Trump charged that previous administrations, gullible and weak, had let China get away with abusive trade practices, accepting empty promises from Beijing and allowing the U.S.-China economic relationship to grow ever more lopsided. As evidence, he pointed to America’s vast U.S. trade deficit with China — $379 billion last year, by far the biggest with any country in the world.
Once he took office, Trump’s relationship with his Chinese counterpart, Xi Jinping, seemed to get off to a good start. The two men shared chocolate cake and amiable conversation at Trump’s resort in Mar-a-Lago, Florida, in April 2017. A few weeks later, China agreed to open its market U.S. beef, cooked chicken, and natural gas in what Commerce Secretary Wilbur Ross called a “herculean accomplishment.”
The romance faded. In March 2018, the Office of the U.S. Trade Representative issued a report accusing China of using predatory tactics to strengthen its tech companies.
Last July, the Trump administration gradually began slapping import taxes on Chinese goods to pressure Beijing into changing its policies.
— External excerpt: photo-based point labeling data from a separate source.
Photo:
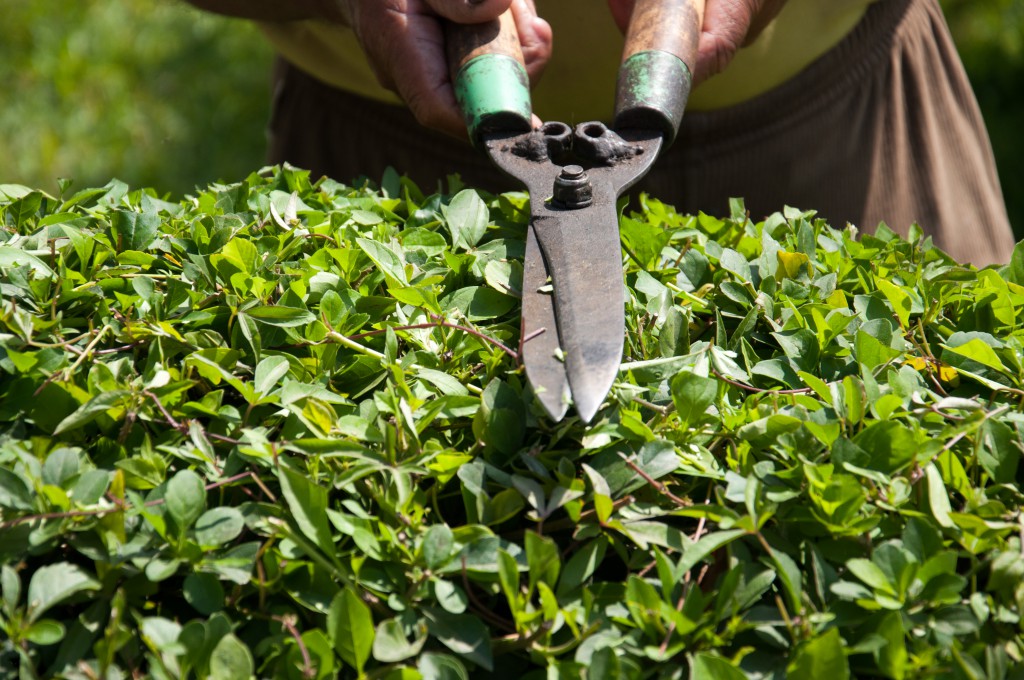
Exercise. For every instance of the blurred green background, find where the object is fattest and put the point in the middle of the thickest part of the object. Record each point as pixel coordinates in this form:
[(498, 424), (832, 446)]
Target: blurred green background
[(157, 93)]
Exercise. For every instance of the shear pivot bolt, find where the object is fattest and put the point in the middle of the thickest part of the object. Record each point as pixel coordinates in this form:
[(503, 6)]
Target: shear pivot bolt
[(572, 188)]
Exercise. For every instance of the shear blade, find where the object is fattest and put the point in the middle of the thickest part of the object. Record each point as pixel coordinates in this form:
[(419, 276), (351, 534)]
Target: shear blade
[(540, 332), (583, 255)]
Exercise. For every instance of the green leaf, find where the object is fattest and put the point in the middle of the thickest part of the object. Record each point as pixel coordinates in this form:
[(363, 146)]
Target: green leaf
[(387, 260), (45, 632), (581, 566), (12, 257), (467, 217), (10, 585), (542, 556), (438, 544), (820, 657), (707, 667), (281, 315), (978, 350), (707, 545), (479, 303), (441, 667), (898, 298), (91, 410), (938, 499), (52, 584), (185, 498), (869, 572), (135, 230), (1000, 451), (230, 660), (350, 627), (219, 525), (464, 634), (307, 503), (268, 374), (391, 645), (14, 493), (500, 422), (204, 593), (692, 395)]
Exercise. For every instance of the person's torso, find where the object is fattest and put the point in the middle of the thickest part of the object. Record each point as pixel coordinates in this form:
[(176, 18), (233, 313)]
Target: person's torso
[(579, 83)]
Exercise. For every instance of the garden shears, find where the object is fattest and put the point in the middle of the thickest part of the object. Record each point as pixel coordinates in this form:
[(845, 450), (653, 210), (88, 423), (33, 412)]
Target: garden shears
[(573, 304)]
It now has imposed 10% tariffs on $200 billion in Chinese imports and 25% tariffs on another $50 billion. The Chinese have retaliated by targeting $110 billion in U.S. imports.
The fight between the world’s two biggest economies is raising worries about global economic growth. The International Monetary Fund, the World Bank, and others have downgraded their forecasts for the world economy, saying the U.S.-China standoff is reducing world trade and creating uncertainty for companies trying to decide where to buy supplies, build factories, and make investments.
Trump has portrayed his tariffs as a moneymaker for the United States and a benefit to the U.S. economy.
But a March study by economists from the Federal Reserve Bank of New York, Columbia University, and Princeton University found that the burden of Trump’s tariffs — including taxes on steel, aluminum, solar panels, and Chinese imports — falls entirely on U.S. consumers and businesses who buy imported products. By the end of last year, the study found, they were paying $3 billion a month in higher taxes and absorbing $1.4 billion a month in lost efficiency.
Nonetheless, the overall U.S. economy has remained healthy. On Friday, the government reported that the U.S. unemployment rate had fallen to the lowest level in half a century.